DA LONDRA ALLA CAMPAGNA LUCCHESE, L’ORIGINALITA’ E L’INCONFONDIBILE STILE ITALIANO DI ELISA PARDINI.

 

La Lucchesia, che fin dal XVIII secolo fu meta di viaggio e fonte d’ispirazione di tante illustri figure, da Carducci, D’Annunzio e Puccini agli inglesi Shelley, Keats e Byron, è stata motore di creatività anche per la nostra Elisa Pardini, ‘blasonata’ architetto e designer di interni che si muove con disinvoltura e grinta tra l’Inghilterra e l’Italia, dopo aver aperto 8 anni fa un suo studio di architettura a Londra.

 

Ma Elisa della sua italianità è così fiera che oggi vorrebbe aprire la seconda sede del suo studio proprio a Lucca, sua città natale, per ritornare a respirare quell’aria così famigliare fatta di arte, sole, affetti e buon cibo.

 

L’architetto Elisa Pardini è una giovane donna in carriera, e mentre mi appare evidente, approfondendo la nostra conversazione, quanto sia determinata e capace, mi accorgo anche che il suo stile è pieno di idee non convenzionali che lei trasforma ogni volta in progetti ‘riconoscibili’. La sua firma è già su tante riviste accreditate di architettura e i suoi lavori più originali rimbalzano su internet da un sito all’altro.

 

‘Dri Dri’ (una gelateria), il suo lavoro più noto e ispirato alla sua Versilia è anche stato in finale al premio AJ Small Project Competition, indetto dall’Architects Journal. ‘Burro e Salvia’ (pastificio e ristorante) invece vince come best project su Archilovers e viene pubblicato poi su Domus. E ancora, ‘The Italian Job’ (il primo pub italiano a Londra che serve birre artigianali italiane) selezionato dagli editori del premio del Restaurant and Bar Design Awards. Inoltre, sia ‘The Italian Job’ che ‘Dri Dri’ sono stati selezionati in una pubblicazione di IDN in cui parlavano dei migliori studi per environmental brand design. Ma ce ne sono molti altri.

 

Elisa, parlaci degli inizi 

“Mi laureo a Roma all’università di Roma Tre in Architettura con grande rapidità, e durante quegli anni lavoro come assistente scenografa sul set di grandi produzioni cinematografiche, una cosa che credo mi abbia aiutata molto, aprendo la mia visione delle atmosfere e dei punti di vista. E poi, subito dopo l’università, ho lavorato un anno dall’architetto Fuksas nel suo studio vicino a Campo dei fiori (Piazza del Monte di Pietà), un’altra importante esperienza formativa. Da Roma poi sono volata a Londra, dopo aver passato un colloquio da Foster. Avevo inviato il mio curriculum ai più grandi studi di architettura, da Foster, appunto, a Renzo Piano a Parigi, a OMA a Rotterdam, ma l’atmosfera londinese mi aveva sedotto di più, e così nel 2008 iniziai la mia più grande avventura professionale. Da Foster+Partners non avevamo problemi di budget, venivano usati i migliori materiali sul mercato, eravamo 1200 architetti suddivisi in tanti team di lavoro. “

 

E poi?

“Ho lavorato da Foster+Partners due anni e poi, su un volo aereo da Pisa a Londra, trovai il mio primo cliente. Mi commissionò un grosso lavoro di ristrutturazione, e così, atterrata a Londra, decisi di fare il grande salto: mi licenziai da Foster e mi misi in proprio. A Londra aprire una società costa solo un pound. La chiamai ‘Elips Design’. Per 4 anni ho lavorato da sola. E da quattro anni lavoro con il mio partner, che lo è anche nella vita. E lo studio porta i nostri due cognomi, Pardini e Hall.”

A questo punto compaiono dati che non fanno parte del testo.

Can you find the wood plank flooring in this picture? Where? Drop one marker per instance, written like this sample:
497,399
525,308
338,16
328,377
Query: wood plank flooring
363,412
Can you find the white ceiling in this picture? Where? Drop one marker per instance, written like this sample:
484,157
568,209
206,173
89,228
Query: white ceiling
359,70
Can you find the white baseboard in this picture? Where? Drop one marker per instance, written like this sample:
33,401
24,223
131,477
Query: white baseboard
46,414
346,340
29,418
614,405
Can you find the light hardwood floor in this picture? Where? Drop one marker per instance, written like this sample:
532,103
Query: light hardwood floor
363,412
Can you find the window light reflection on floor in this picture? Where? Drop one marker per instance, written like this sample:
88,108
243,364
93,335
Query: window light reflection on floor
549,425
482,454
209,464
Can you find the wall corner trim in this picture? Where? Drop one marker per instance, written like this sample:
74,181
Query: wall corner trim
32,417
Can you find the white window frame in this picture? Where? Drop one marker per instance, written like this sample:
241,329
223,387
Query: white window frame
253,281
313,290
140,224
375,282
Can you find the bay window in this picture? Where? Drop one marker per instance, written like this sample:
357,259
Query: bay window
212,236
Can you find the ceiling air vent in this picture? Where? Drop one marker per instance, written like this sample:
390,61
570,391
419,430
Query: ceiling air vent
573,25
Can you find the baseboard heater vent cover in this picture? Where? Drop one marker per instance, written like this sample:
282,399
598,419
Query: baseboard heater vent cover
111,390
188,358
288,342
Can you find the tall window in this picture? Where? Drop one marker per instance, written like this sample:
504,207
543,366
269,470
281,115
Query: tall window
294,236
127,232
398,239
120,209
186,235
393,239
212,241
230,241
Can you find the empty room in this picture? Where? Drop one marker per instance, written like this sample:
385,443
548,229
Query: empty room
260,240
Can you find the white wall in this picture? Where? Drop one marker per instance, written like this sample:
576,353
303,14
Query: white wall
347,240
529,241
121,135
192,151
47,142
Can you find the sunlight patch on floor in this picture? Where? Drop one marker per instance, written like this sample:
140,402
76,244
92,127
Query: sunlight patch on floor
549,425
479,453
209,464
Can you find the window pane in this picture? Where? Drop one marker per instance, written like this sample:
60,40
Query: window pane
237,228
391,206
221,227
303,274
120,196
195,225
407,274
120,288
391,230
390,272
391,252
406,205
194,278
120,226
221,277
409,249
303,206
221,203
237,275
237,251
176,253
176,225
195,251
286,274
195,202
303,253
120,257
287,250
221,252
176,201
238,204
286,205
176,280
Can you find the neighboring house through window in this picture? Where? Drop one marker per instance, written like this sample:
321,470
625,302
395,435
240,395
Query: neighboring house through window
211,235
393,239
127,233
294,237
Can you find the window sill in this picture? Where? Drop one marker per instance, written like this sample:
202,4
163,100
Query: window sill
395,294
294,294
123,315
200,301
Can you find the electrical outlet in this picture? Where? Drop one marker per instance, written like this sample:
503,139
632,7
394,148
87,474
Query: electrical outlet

Quanto ha contato essere italiana?

“Tanto, per la qualità e la bellezza. E’ vero che se cresci in un posto bello come l’Italia ti si sviluppa un senso estetico che ti condiziona. E poi in Italia ci sono materie prime che non hanno eguali nel mondo. Basti pensare che da Foster+Partners importavamo marmi, pietre e vetri solo dall’Italia. A Londra usano tanto cartongesso. Però è vero che all’estero c’è più lavoro, l’economia si muove e tutto è talmente veloce”.

 

Tu hai scelto di rientrare in Italia?

“La verità è che io preferirei vivere nella mia città, accanto alla mia famiglia, ai miei affetti e oggi con internet il luogo fisico dove ti trovi è relativo. Da Londra ci è stato commissionato un lavoro su Boston. E inoltre nella campagna lucchese ci sono tantissimi stranieri che hanno le loro residenze estive. “

 

Come è cambiato il Made in Italy nel corso dei tuoi dieci anni di esperienza?

“Di sicuro nell’immaginario degli stranieri non è cambiato. Quello che è cambiato, da noi in Italia, è che cominciamo ad esportare anche nuovi materiali di ceramica che assomigliano al marmo e io credo invece che si dovrebbe continuare a puntare sulla qualità. Noi italiani ne abbiamo da vendere. E poi investire sull’artigianato, che unito all’eccellenza delle materie prime produce un connubio senza rivali al mondo.”

 

Tu sei giovane, ma hai già fatto molta esperienza. Cosa consiglieresti a chi sta iniziando ora?

“Di stare all’università il minimo indispensabile e cercare di fare quante più esperienze importanti fuori. Lavorare in grandi studi ti fa imparare in fretta, e diventi bravo. E poi di essere focalizzati sull’obiettivo da raggiungere. Devi lavorare tanto, ma l’impegno premia sempre. Non ci sono scorciatoie che portano vere soddisfazioni. E poi tornare, perché l’Italia ha bisogno di coltivare le proprie eccellenze e anche di goderne. “

 

Il tuo obiettivo?

“L’architettura influenza la vita delle persone e ne condiziona l’umore. Quindi il mio focus è fare progetti di luoghi pubblici, come i musei ad esempio, dove posso contribuire a far sentire meglio il mio prossimo. “

Chapeau, Elisa !!!!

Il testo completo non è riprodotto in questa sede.